The first thing they brought into the house was a huge couch.
The owner came in and asked how everything was going. They replied, "Sofa so good."
What do pigs and ink have in common?
They both go in a pen.
jake in influencer land be like (meme i made)
I can tell you an airplane joke, but it will probably fly over your head.
I'd make a joke about Noble Gases, but I probably wouldn't get much of a reaction.
What's worse than 2 dead babies in a trash bin? Two babies in one trash bin.
How do you fix an igloo?
With Iglue.
I was gonna tell you a sodium joke, but Na, only I thought it was so dium funny.
What is a guide dog 🐶 that cannot walk?

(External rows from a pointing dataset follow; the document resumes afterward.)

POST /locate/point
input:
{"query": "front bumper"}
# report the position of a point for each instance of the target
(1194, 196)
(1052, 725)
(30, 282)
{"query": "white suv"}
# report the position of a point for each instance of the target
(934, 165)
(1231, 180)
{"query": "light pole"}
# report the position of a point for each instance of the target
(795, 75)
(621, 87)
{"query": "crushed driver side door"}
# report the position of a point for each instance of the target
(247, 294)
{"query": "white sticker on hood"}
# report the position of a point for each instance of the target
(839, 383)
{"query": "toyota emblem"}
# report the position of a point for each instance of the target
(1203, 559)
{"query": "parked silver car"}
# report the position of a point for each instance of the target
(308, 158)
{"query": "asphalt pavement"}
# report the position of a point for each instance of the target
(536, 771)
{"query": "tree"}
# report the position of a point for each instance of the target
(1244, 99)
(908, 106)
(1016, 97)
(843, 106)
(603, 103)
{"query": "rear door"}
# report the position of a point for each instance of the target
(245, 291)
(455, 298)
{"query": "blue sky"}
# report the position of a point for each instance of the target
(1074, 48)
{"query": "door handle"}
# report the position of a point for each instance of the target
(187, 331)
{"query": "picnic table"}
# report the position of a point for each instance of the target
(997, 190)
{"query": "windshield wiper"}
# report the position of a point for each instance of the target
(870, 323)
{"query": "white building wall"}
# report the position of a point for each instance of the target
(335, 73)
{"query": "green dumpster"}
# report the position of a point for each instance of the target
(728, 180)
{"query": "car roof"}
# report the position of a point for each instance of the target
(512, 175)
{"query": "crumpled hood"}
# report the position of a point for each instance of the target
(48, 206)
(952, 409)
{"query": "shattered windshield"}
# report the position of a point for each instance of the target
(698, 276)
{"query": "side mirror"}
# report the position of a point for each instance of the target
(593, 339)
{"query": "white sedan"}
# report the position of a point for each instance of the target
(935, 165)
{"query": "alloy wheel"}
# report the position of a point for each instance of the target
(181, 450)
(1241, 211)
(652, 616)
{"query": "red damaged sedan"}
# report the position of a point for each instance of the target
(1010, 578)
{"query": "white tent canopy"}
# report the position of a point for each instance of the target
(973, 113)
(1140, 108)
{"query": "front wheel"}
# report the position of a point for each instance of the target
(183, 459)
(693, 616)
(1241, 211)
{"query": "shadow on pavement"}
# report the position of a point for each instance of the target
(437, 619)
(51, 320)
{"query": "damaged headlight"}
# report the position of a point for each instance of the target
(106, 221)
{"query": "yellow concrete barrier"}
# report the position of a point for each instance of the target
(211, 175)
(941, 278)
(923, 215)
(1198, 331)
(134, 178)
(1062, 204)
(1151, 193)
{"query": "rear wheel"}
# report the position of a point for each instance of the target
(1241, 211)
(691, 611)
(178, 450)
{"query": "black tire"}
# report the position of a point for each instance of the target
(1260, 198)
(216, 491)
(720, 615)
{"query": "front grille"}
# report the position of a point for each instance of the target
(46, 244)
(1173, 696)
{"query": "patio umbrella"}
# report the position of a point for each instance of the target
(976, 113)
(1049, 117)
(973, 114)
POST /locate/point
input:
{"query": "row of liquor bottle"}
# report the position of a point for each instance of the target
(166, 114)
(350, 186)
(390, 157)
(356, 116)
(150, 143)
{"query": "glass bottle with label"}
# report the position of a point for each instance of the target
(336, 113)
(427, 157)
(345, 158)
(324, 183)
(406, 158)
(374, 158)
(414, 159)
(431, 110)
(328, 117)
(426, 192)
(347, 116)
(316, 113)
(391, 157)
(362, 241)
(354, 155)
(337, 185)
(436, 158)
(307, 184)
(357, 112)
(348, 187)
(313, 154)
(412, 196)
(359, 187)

A useless guide 🐶.
I did a walk today and had fun. Today, I did not have to go get my kids and get to my new house. 🏠 It was a good day. I had fun. I did a walk today. I had fun today, but I’m going to be at the car 🚘 when I’m at my car. 🚘 What time was your night time? What time did [you go to bed]?
Me and my brother talking about relationships.
Me: We live kind of differently.
Brother: We're sort of alike.
Me: We're not alike.
Brother, because he's taken: 'Cause you don't have a boyfriend!
My thoughts: You're right. 'Cause I have a girlfriend!
Q: Why doesn’t Toledo have a professional football team?
A: Because then, Cincinnati would want one.
If you're mad, hire an orphan, what are they gonna do, tell their parents? 🤣🤣
Why did the baby cross the road?
Because it was stapled to a chicken.
What is big, fun, [and] loud?
A school bus 🚌
What do a moose and a triceratops have in common?
Both have noses.
What is Jack Frost's favorite mode of transport?
A Tri-cycle.
What is the difference between an American and an orphan?
They don't have a home to get their guns.